I see that Alan Moran from the IPA has an article on electricity in the Australian Financial Review (subscription required, 23 02 04, p. 63). The IPA has little credibility in environmental policy making circles these days, so I was curious to see what Moran had to say beyond the usual shooting rubber bands at Platonic fictions for a fee. They have a brief. and act like lawyers for a client.

Moran starts well enough. He says the issue raises questions about:


".... the appropriate role of government. Is it the servant of the people or is the master and of the people?"


I take it for granted that citizens don't exist for Moran. Still he raises a reasonable question. A question with only right answer. The government should be the servant of the people.

Moran answers the question in a roundabout way. He says that:


[Canberra's] "... Mandatory Renewable Energy Target [MRET] is forcing an increase of $350 million per year in electricity prices....Canberra is resisting calls from the green lobby for a further expansion of the renewable energy targets."


So the government should refrain from doing those things that would increase prices. That is very bad governance. An example is the subsidy of the MRET by the Carr Government in NSW. This is bad because increasing prices because of the need for new investment in electricity infrastructure:

"The Victorian government is....aware that the state will require new base-load electricity plant in the next few years, investment that will be discouraged if it foists additional costs on industry."


If industry doesn't invest in new infrastructure then consumers have blackouts. Look what happened to WA last week.

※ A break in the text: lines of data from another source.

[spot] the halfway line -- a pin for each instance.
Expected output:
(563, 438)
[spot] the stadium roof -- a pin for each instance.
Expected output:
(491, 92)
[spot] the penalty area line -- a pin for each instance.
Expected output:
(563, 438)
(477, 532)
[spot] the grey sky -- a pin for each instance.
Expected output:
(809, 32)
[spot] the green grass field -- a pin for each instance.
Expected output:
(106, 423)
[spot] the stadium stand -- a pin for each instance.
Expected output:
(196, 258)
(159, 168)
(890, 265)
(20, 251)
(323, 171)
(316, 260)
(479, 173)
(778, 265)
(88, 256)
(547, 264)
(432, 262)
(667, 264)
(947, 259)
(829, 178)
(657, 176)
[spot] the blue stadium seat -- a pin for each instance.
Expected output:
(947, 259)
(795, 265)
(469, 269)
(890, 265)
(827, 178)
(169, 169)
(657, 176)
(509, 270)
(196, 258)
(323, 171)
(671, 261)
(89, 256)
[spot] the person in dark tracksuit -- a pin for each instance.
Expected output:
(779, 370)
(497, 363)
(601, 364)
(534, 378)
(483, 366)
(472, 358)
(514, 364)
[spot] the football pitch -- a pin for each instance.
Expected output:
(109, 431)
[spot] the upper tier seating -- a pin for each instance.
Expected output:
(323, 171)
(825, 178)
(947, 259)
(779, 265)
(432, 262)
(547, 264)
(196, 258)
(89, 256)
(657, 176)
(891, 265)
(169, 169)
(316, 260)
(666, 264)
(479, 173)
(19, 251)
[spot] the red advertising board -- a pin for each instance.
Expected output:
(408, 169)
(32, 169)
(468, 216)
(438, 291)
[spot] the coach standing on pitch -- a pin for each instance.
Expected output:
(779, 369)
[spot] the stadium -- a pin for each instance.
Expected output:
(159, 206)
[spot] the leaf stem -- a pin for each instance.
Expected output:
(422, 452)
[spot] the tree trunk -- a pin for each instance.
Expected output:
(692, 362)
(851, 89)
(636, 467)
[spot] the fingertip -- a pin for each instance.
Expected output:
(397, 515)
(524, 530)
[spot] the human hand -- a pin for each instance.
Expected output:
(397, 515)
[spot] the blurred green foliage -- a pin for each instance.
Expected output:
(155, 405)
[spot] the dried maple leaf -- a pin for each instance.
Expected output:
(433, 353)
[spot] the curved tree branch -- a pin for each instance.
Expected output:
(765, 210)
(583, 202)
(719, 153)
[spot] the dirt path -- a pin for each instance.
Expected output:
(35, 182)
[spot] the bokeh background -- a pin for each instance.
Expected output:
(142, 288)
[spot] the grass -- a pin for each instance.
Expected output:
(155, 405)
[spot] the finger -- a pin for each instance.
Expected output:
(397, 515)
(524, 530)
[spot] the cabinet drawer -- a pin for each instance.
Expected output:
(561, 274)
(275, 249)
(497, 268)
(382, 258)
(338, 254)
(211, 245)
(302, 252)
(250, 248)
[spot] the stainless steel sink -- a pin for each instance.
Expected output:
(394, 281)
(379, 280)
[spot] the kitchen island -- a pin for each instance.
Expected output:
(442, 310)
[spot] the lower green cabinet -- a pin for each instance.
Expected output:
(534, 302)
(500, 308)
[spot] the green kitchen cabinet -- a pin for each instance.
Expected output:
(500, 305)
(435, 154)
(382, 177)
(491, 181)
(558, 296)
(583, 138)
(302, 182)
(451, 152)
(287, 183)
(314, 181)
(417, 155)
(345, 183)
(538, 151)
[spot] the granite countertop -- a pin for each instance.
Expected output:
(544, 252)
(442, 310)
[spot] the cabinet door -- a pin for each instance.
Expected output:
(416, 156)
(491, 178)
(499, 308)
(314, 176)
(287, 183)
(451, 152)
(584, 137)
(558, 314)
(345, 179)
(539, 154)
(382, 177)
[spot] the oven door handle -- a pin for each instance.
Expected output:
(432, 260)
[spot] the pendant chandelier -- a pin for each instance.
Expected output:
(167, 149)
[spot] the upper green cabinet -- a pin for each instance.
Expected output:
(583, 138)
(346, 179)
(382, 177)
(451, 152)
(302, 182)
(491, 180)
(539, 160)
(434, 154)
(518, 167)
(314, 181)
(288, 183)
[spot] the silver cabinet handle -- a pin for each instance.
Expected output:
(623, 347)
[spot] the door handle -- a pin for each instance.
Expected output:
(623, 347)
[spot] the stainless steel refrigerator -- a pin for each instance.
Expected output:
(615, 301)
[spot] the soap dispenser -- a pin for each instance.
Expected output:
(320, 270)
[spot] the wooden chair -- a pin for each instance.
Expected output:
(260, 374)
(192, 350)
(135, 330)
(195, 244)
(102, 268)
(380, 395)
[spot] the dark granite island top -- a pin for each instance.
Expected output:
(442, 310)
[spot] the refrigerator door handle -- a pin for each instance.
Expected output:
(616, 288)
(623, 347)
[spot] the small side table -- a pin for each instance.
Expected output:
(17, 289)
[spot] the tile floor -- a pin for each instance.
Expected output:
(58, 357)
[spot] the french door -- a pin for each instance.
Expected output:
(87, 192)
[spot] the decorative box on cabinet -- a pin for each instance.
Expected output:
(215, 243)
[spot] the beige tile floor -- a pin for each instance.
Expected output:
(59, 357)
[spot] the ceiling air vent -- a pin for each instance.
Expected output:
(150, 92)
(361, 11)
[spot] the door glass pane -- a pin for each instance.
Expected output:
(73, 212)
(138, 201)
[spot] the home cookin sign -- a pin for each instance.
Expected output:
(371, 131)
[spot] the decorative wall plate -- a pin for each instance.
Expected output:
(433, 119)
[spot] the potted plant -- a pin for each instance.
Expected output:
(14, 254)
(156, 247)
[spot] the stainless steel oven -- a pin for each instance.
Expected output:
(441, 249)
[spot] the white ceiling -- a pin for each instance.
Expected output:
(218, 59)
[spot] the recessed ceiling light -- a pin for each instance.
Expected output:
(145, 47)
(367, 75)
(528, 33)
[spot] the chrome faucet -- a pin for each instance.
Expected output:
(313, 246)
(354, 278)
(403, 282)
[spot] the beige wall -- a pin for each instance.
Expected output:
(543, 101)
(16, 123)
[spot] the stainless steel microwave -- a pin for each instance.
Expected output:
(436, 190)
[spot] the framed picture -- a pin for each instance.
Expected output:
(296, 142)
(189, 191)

However, the green policies of the Brack Government will increase the costs for the electricity industry. The Government is:


"...demanding additional carbon-dioxide emission targets for the LaTrobe valley Hazelwood power station as a condition of planning approvals. These would reportedly cost Hazelwood's owners about $250 million."


That's bad. Real bad.

So government should not do anything to increase the costs to industry to meet the demands of the green lobby. Consumer sovereignty requires cheap power. So the government be the servant of consumers who are the people.

Impeccable logic you might say. The free marketeers would say true, so true. Moran nails it once again. The greens are skewered yet again. Moran is our boy. Yeah yeah.

One question. Why is it good for the national electricity market--- the electricity industry--- to raise electricity prices by 25-30% for consumers in South Australia? Was that not the result of the free market? Are not energy companies making big profits by withholding power at peak periods to drive spot prices through the roof? Is that not bad too?

Oh, is not an increase in MRET a significant way for Australia to encourage the development of a $1 billion renewable energy industry? And that is bad?

As I said the IPA are presenting a brief. The clients are the energy intensive industry.

| Posted by Gary Sauer-Thompson at 6:45 PM | | Comments (2)
Comments

Comments

Too true. The tariff negotiated between EPIC (energy) and the WA government was not good enough for the former. The firm underinvested in repairs and capacity for the gas pipelines. Thus WA's major source of energy was unable to meet demand.

The WA government stuffed up, and must redeem themselves.

Steve,
Why just the WA Government?

Why not the firm as well?

Did they not pay too much for the assets and not have money to repay debt and investment in the gas pipelines?

Why is that the WA Government's fault?